Recording details: February 1997
Rosslyn Hill Unitarian Chapel, Hampstead, London, United Kingdom
Produced by Oliver Rivers
Engineered by Antony Howell & Julian Millard
Release date: February 1998
Total duration: 64 minutes 31 seconds
'The most attractive programming of the Mendelssohn duets yet devised' (Fanfare, USA)
'An exceptionally engaging disc' (Classic CD)
The latest research indicates that at least one hundred-and-six lieder, thirteen vocal duets and sixty part-songs by Mendelssohn have survived. Yet even during an age characterized by an apparently insatiable desire for the musically obscure and neglected, these impeccably crafted microcosms are rarely encountered in the concert hall where Schubert, Schumann, Brahms and Wolf (even Liszt by musical association) continue to form the backbone of the Austro-German Romantic lieder tradition.

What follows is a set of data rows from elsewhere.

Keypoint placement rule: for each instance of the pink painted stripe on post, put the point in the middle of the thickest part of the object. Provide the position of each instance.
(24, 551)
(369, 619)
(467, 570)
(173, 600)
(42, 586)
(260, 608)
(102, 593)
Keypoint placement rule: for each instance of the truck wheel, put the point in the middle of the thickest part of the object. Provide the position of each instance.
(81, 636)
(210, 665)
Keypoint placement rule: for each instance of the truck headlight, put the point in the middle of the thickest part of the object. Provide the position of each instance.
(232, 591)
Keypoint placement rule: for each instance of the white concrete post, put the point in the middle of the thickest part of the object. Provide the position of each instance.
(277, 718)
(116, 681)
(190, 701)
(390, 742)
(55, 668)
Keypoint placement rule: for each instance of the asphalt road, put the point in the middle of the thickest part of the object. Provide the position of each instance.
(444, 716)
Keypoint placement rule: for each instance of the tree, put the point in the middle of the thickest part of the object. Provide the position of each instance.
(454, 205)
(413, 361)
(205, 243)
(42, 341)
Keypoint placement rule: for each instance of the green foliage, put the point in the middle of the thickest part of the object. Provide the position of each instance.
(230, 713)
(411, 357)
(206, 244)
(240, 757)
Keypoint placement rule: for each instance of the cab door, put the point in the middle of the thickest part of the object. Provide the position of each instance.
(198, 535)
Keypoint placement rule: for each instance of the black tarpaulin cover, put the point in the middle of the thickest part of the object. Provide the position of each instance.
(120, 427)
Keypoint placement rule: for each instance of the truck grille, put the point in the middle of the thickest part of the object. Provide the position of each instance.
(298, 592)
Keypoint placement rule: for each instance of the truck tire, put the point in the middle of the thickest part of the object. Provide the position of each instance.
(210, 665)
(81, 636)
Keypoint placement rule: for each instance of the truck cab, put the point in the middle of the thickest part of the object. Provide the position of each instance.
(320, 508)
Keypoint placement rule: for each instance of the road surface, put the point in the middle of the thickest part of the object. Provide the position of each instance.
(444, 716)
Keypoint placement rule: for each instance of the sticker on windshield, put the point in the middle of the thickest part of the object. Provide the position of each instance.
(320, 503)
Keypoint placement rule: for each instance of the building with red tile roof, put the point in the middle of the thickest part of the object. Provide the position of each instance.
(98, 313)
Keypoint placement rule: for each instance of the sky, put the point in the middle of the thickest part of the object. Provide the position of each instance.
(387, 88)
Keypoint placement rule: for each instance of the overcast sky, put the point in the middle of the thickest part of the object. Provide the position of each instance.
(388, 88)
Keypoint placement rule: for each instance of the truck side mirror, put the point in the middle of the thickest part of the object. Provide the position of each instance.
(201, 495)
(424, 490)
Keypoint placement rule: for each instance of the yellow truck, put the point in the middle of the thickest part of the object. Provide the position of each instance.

The main reason for this neglect is Mendelssohn's comparatively narrow emotional range. Whereas the aforementioned composers all fearlessly probed the dark side of the human psyche, for the peaceable, broadly contented and self-contained Mendelssohn such concerns simply lay outside his experience. Equally, his songs were above all intended to be sung and enjoyed around the piano at home rather than subjected to public scrutiny. It is hardly Mendelssohn's fault that (with the notable exception of Mozart) commentators generally share an irrational tendency to upgrade the value of music in which laughter emerges only through tears rather than the other way round.